虹色のキャンディー

 秋の日の昼下がり、木枯らしが吹き木々がガサガサと音を立てて、冬の訪れを今か今かと告げている。そんな季節の変わり目、ある喫茶店がclosedの看板をひっくり返す。

 その古風な喫茶店は知る人ぞ知り、まるで隠れ家のようにひっそりと佇む。外見に特徴があるとすればそのアンティークさを重視した黒茶色の壁を持ち、玄関前に花々が爛々と咲き誇りながらもなお、誰にも見つからないように隠れられている事だろうか。

 平日はほとんど客の来ない店であるが、今日この日に限ってはそうではないようだ。マスターがコーヒーカップを磨いていると、カランカランとドアベルの音が小気味よく店内に響く。

「いらっしゃいませ」

 カウンター席に座った女性にマスターは静かにメニューの書かれた小さな本を出す。この喫茶店の席にはガラス細工のグラスの中に色とりどりのキャンディーが入っている。

「ねぇマスター聞いてくださいよ」

「今回は何があったんですか?」

 マスターはコーヒーカップを丁寧な手つきで磨きながら話に応じる。この店のカップはありきたりな白のマグカップだが、いつも新品同様の輝きを誇っているのは、誰あろうマスターの手入れの賜物である。

 曰く、道具へと愛情を注げば注ぐコーヒーにも深みと味わいが出るのだそうだ。

「彼氏に振られました」

「それはまた」

 マスターは話の先を促すように相槌を打つ、長年小さな喫茶店のマスターをやっていればこう言った話にも慣れているのだろうか、自然と相手の口が回り出す。

「私の愛は重いんですって」

「前回とはまた違った振られ方ですね」

 マスターは「そうなんですか?」と食器を拭く手を止めずに女性に問うがそれが琴線に触れたのか彼女は涙を流す。

「私が知るわけないじゃないですかぁ!!」

 女性が大袈裟に項垂れながら、マスターへと不平不満を訴える。店の雰囲気に当てられたか、感情は溢れど大声になることはなかった。

「それもそうですね」

 マスターはその後来るであろう大量の不満や愚痴などを聞くためにコーヒーを淹れるための準備をしだす。この女性客が来る時は決まってそうなのだ。

「ブレンドコーヒーでよろしいですか?」

「お願いします」

 ジトーッとした目をマスターの後ろの棚へと向けながら女性は返答する。項垂れた頭をカウンターへと預けるようにすると、途端に堰を切ったように言葉が流れ出す。

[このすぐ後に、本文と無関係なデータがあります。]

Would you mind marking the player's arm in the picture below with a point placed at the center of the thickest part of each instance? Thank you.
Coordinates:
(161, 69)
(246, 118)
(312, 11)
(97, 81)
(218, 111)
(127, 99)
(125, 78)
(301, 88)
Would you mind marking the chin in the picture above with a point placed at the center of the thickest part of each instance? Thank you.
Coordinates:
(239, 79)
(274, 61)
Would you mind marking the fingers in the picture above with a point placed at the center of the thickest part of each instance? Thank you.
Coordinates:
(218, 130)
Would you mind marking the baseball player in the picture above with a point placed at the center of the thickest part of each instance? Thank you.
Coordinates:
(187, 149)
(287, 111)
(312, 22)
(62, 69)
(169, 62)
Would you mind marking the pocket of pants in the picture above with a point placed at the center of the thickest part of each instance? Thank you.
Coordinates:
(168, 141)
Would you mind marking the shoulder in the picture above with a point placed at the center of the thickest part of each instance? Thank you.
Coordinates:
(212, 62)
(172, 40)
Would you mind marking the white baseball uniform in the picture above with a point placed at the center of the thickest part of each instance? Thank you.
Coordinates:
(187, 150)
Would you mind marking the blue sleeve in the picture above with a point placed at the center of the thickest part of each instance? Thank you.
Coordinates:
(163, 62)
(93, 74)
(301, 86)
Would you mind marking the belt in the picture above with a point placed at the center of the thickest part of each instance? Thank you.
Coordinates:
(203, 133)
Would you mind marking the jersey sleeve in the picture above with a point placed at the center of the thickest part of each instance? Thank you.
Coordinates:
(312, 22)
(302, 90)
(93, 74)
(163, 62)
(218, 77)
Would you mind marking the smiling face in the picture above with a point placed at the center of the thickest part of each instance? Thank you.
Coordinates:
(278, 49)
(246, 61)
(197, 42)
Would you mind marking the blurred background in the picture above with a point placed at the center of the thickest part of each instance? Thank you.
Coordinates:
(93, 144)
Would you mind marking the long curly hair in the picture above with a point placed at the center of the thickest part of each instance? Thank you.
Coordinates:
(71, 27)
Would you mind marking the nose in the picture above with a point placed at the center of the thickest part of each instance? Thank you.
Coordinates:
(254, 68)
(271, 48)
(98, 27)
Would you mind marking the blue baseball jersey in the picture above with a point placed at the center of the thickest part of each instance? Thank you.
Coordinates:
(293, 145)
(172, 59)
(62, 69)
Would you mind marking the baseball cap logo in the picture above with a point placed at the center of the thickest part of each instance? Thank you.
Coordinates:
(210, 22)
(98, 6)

 ようやく一段落ついたのはマスターがコーヒーの支度をあらかた終えた後だった。

 これからコーヒーを淹れる食器達を、丁寧に洗っているマスターをボーッと見ながら女性は言った。

「愛ってなんなんでしょうね」

「と言うと?」

「重いと鬱陶しがられて、軽いと疑われる。してるだけ損じゃないですかぁ」

 今までのことを思い返しているのだろうか顔をしかめながら、苦い声を出している。

「そう言うものですかね」

「マスターはそう思わないんですか?」

「どうでしょうね」

 マスターはフフッと笑いながら少し考えをまとめるように、ガリガリとコーヒー豆を挽いて、濾紙へ運ぶ。小さなコンロから丁度いい温度になったコーヒーポットを取り出し、濡れたタオルの上に乗せる。

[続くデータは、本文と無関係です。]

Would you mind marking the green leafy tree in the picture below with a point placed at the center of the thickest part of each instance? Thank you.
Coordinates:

 それから挽いたコーヒー豆をじんわり蒸らすように円を書きながらお湯を注ぐ。するとたちまち店内にコーヒーの良い香りがフワッと広がる。

 女性はそれの一連の動作を止めることなく、話しかけることなく、ただじっとまるで奇術でも観るかのような面持ちで楽しんでいた。それがここでの鉄則なのだろうか、少しもすればマスターお手製のブレンドコーヒーが目の前に差し出される。

「オリジナルブレンドです」

 ミルクなどはお好きにどうぞ、とそっと横に角砂糖とミルクが置かれる。女性がミルクと少しばかりの角砂糖を入れて、クルクルとスプーンで馴染ませる。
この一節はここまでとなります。